La chispa de luz que saltó en los ojos de la Rucha vieja bien pudiera interpretarse como alegría.
—Lo vamos a sentir mucho, señorito. Ya nos habíamos acostumbrado a usted. ¡Dos personas nuevas…! ¡Y extranjeras! Cada uno con sus gustos.
—Pondré un telegrama con el día y la hora de llegada. Para que tengáis preparada la comida.
—¡Ya verá el señorito! Se chuparán los dedos…
El coche había llegado.

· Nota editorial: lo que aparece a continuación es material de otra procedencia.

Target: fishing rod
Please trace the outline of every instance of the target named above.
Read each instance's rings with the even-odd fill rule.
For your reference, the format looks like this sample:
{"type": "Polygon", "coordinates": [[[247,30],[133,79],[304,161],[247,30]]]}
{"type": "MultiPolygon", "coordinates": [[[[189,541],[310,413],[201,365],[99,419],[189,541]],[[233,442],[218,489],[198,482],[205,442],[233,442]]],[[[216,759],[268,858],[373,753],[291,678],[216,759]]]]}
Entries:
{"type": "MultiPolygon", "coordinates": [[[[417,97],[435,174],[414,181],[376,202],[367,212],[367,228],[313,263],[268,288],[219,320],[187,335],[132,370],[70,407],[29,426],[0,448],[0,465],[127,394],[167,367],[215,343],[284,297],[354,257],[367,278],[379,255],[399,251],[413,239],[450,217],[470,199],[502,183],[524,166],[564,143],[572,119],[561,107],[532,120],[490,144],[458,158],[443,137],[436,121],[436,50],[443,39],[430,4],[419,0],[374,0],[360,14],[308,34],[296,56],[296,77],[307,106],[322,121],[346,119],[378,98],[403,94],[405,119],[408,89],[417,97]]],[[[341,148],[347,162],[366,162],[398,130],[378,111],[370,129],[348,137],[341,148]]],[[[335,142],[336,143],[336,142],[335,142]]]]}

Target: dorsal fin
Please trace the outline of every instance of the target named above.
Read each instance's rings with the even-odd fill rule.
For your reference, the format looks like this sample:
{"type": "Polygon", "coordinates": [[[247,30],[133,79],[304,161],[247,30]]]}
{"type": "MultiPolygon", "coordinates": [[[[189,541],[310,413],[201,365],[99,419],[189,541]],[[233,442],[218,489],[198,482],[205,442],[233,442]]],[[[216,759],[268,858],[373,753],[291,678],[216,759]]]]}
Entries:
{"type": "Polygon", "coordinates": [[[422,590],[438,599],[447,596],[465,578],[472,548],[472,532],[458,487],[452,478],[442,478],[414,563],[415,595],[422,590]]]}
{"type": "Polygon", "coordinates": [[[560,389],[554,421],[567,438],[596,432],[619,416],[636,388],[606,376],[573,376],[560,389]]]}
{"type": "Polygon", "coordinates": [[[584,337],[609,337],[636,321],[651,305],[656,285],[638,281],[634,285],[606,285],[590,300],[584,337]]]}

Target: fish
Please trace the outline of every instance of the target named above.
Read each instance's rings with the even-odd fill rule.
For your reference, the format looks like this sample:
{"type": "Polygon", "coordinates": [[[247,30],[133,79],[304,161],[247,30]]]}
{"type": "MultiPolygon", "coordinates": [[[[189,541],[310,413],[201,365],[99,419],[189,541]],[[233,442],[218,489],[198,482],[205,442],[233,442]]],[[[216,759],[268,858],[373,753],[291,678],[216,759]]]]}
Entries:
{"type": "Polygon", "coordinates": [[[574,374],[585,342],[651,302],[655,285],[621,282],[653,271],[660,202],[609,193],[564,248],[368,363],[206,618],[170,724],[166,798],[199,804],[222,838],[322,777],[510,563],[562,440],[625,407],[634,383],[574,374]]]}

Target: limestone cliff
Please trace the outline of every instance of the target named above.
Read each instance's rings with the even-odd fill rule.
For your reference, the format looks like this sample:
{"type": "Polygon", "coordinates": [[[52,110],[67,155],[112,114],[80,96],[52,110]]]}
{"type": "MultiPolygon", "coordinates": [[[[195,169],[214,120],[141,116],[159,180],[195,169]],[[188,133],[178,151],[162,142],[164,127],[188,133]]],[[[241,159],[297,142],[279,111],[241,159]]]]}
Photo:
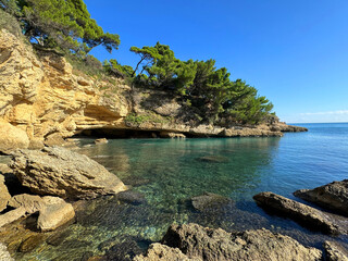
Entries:
{"type": "Polygon", "coordinates": [[[64,57],[34,50],[4,29],[0,30],[0,144],[5,145],[0,151],[60,144],[84,129],[97,128],[156,132],[153,136],[162,137],[282,136],[283,130],[304,130],[278,123],[192,126],[178,117],[181,105],[160,91],[152,94],[151,101],[151,94],[130,91],[120,78],[111,83],[73,71],[64,57]],[[130,112],[141,121],[125,121],[127,115],[132,120],[130,112]]]}

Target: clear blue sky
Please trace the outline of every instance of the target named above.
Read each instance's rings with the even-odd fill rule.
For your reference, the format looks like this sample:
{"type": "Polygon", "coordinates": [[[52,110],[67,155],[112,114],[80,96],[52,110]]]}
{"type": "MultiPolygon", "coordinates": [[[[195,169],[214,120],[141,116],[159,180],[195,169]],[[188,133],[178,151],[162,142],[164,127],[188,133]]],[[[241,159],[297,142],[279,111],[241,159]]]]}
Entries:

Carlos dio una nueva vuelta por la casa, hizo alguna advertencia. Se había detenido ante el retrato de doña Mariana.
—Y ese cuadro, ¿lo mandaremos al pazo? Porque tengo entendido que es del señor.
—Todavía no. Hasta que busquemos otro para su sitio.
—Claro. Quedaría deslucida la chimenea sin ese cuadro.
Hacía frío. Mandó cerrar las ventanillas del coche. Ofreció tabaco al chófer. A la salida de Pueblanueva empezó a llover.
—¿Cree usted que llegaremos al exprés de Madrid?
—Con un poco de suerte, señor, ya lo creo que llegaremos.